A: No, you don’t have to bring back employees or restore their compensation. But the extent of fewer employees making at least 75 percent of their original compensation will reduce the percentage of eligible payroll expenses that can be forgiven.
Q: How do I account for employees for PPP loan forgiveness?
A: Take the average number of eligible employees during the eight-week period and divide them by either:
- The average number of employees per pay period from Feb 15, 2019 through Jun 30, 2019.
- The average number of employees per pay period from Jan 1, 2020 through Feb 15, 2020.
See the tutorial:
Q: Where should I get my most recent payroll information?
A: There are a few ways to access your payroll information:
- IRS Form 940 and Form 941.
- A W-3, or W-2 summary, shows an aggregated amount of all your W-2s. It should match the totals from all four of your quarterly Form 941s.
- If you’re with a major payroll provider like ADP or Paychex, you can access their customer portal.
Q: I haven’t paid myself a salary since I opened my business. How do I document that in payroll?

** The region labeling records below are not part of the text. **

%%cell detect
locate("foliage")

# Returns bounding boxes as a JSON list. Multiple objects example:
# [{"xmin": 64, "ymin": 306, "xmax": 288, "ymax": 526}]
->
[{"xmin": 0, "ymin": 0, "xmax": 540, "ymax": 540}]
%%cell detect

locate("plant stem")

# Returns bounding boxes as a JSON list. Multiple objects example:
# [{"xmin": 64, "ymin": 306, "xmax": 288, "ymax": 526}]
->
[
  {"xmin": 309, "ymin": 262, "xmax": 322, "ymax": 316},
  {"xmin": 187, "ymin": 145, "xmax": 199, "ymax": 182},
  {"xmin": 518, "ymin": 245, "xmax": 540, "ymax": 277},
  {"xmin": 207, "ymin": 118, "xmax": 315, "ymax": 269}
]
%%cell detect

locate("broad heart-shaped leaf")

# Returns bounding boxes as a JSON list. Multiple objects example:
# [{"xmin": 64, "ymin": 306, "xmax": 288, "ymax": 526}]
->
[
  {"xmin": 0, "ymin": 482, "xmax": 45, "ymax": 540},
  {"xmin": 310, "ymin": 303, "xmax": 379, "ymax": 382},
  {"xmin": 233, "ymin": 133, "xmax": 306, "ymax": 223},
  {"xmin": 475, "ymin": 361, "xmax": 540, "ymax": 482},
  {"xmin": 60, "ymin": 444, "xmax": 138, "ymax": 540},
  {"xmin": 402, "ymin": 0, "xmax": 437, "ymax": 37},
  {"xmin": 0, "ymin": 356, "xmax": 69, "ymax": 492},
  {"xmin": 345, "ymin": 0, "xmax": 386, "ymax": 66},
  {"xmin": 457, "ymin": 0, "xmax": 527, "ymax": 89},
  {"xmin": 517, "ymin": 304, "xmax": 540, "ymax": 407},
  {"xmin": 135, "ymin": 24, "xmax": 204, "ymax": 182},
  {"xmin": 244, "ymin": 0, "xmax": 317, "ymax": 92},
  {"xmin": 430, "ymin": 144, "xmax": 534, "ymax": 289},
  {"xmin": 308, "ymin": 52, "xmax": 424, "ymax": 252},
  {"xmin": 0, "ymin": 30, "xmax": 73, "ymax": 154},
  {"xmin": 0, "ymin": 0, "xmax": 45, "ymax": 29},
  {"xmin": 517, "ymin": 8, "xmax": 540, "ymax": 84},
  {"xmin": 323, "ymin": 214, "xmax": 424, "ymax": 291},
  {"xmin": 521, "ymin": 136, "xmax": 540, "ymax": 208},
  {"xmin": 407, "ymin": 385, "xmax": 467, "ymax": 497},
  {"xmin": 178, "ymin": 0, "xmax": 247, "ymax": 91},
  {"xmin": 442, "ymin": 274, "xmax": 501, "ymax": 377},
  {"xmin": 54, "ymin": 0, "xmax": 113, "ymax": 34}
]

A: PPP loans are based on historical payroll costs. If you haven’t done any payroll (such as if you’re the sole employee), you won’t have any payroll to base the loan amount on. This would be a situation to consider an EIDL loan instead of a PPP loan.
Q: What are the new 401(k) Plan Loan Provisions that fall under the CARES Act?
A: The new 401(k) Plan Loan provisions allow for loans of up to 100 percent of your vested balance (with a cap of $100,000) and deferred payments for 12 months.
Q: Can employees who have made deferrals reverse them if furloughed?
A: No. However, new regulations do allow for up to a $100k hardship distribution due to economic hardship as a result of the COVID-1 outbreak. Taking this distribution lets you avoid early withdraw penalties, but it is taxable if the individual doesn’t return the amount loaned within three years.
We’re closely monitoring regulation changes to hardship withdraws for updates your employees can take advantage of. Employees can stop making deferrals by using the salary deferral agreement document found in the corporate and 401(k) plan documents that Guidant prepared for you.